The Supreme Court’s 2022 decision in Dobbs v. Jackson Women’s Health Organization, which overturned the nationwide right to abortion, led to many of these same outcomes, he said. In an email following Monday’s phone interview, Lau further explained that “Dobbs unleashed conflicts between states, and there are signs that similar conflicts will arise with respect to gender-affirming care for trans youth.”
For example, he said “A growing number of states might seek to penalize interstate travel for gender-affirming care — targeting families who travel across state lines and/or medical providers who provide care to such families.”
“There is ongoing litigation concerning the constitutionality of interstate bans and shield laws in the abortion context, and those cases will bear significance on interstate bans and shield laws regarding gender-affirming care,” Lau said.
Counsel for the plaintiffs in Skrmetti probably turned to Bostock because the case was “the most recent victory, and the most on point when it comes to gender identity,” Lau said.
The animus doctrine was an important element of cases that expanded equal rights and protections for LGBTQ people, he said, pointing to U.S. v.
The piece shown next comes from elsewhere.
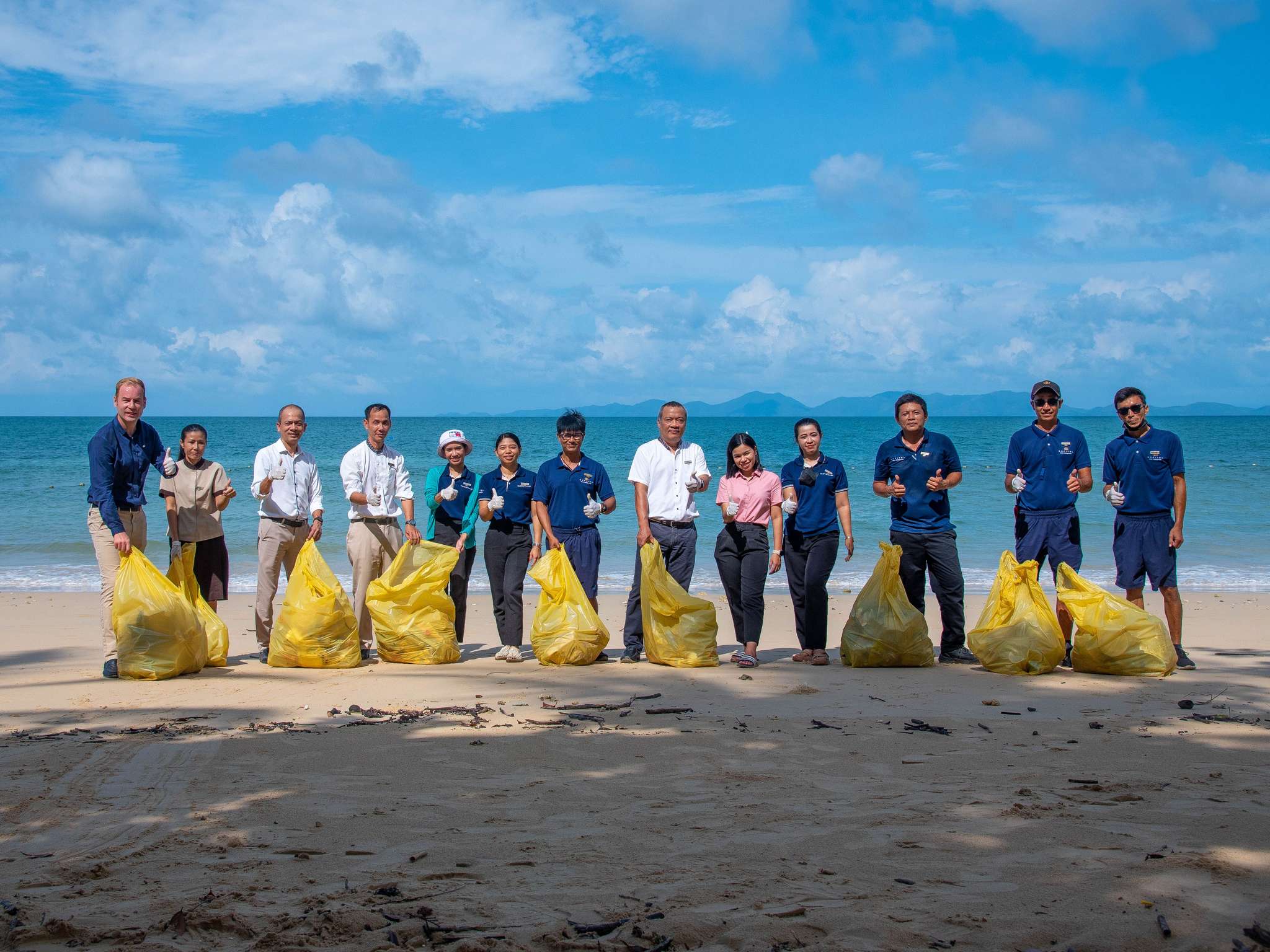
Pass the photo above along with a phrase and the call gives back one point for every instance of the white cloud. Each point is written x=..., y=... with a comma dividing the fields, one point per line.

Windsor (2013), which struck down portions of the Defense of Marriage Act, a law that prohibited the federal government from recognizing same-sex marriages, and Romer v. Evans (1996) which struck down a Colorado constitutional amendment prohibiting the state from enacting any LGBTQ inclusive nondiscrimination rules.
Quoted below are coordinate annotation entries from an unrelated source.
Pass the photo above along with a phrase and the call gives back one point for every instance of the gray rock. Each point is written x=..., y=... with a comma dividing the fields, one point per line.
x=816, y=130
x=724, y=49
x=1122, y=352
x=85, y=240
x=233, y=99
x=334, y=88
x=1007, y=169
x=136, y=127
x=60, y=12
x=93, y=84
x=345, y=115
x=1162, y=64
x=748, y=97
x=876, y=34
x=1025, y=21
Lau said those cases are examples of where the Supreme Court has found indirect evidence of impermissible animus in the laws under consideration by the way they were designed or structured, as opposed to more direct evidence like overt expressions of sex stereotypes, fear, and disgust toward a particular group that might arise during the legislative process.
These cases and the animus doctrine, Lau added, are closely associated with the late former Justice Anthony Kennedy, an appointee of President Ronald Reagan who was the “swing vote” responsible for ultimately deciding many of cases considered by the Roberts court where the justices were split 5-4.
Following his retirement in 2018 and the emergence of a 6-3 conservative majority, there is less certainty about how the justices might evaluate animus related arguments in the context of disputes over issues of gay or transgender rights, Lau said, especially relative to how they were expected to look at the reasoning central to the Bostock decision just five years ago.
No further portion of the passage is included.